Patria, Kongsberg team up to fasten weapons on Nordic troop rides

BERLIN — Finnish defense contractor Patria will partner with Norway’s Kongsberg to integrate a remote weapons station onto the Common Armoured Vehicle System, the companies announced on March 26. The contract is worth NOK1.2 billion (around $111.5 million), according to Kongsberg.

The announcement comes less than a week after Sweden signed a deal to purchase 321 of Patria’s three-axle modular armored personnel carriers. That contract is worth around 470 million Euros, the company said, and will bring the Swedish total up to 341 vehicles.

The Common Armoured Vehicle System is a defense research and development program between Finland, Latvia, Sweden and Germany.  Stockholm joined the initiative in 2022, Berlin followed suit in April 2023.

Patria is also collaborating with two German companies to develop a variant of its six-wheeled vehicle for the Bundeswehr, Germany’s armed forces.

Kongsberg’s Protector RS4 remote weapons station will be integrated into “more than 300″ Swedish and Finnish Patria 6×6 vehicles, the latest press release stated.

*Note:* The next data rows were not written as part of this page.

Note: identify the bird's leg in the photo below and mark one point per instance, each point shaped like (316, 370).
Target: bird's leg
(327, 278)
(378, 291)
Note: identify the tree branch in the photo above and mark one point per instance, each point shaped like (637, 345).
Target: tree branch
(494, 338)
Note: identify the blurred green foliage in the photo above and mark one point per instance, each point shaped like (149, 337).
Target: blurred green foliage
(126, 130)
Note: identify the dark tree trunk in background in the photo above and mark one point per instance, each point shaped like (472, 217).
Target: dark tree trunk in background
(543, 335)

Finland has purchased a total of 131 of the vehicles to date, most recently submitting a new order for 40 units in January of this year.

According to the manufacturer, the Protector is “the world’s most-fielded remote weapons system.” More than 20,000 units have been delivered, and it is widely used throughout the U.S. armed forces. Patria will be in charge of integrating the system into its vehicles.

With all four CAVS members now being NATO states – following the accessions of Finland and Sweden – Kongsberg president Eirik Lie said that the weapons choice would support the alliance’s vision of interchangeable equipment and security of supply.

Patria and Kongsberg are majority-owned by the Finnish and Norwegian governments, respectively.

In Sweden, the vehicle is known as the Pansarterrängbil 300 and will be used in a variety of roles, ranging from troop transport to command and control, and as ambulance transport. Mats Warstedt, a senior vice president at Patria, called the venture an “excellent example of Finnish-Swedish cooperation,” portraying the vehicle as Nordic in character – designed to withstand harsh conditions, and with materials sourced from the region. Swedish companies provide the engine and steel for the armor, he said.

“This agreement enables a unique opportunity to deliver weapon systems to serve the needs of multiple countries under one contract and is yet another milestone for the international CAVS program,” said Lie.

Deliveries of the vehicles with the integrated weapons stations are set to begin next year and take until the 2030s to complete.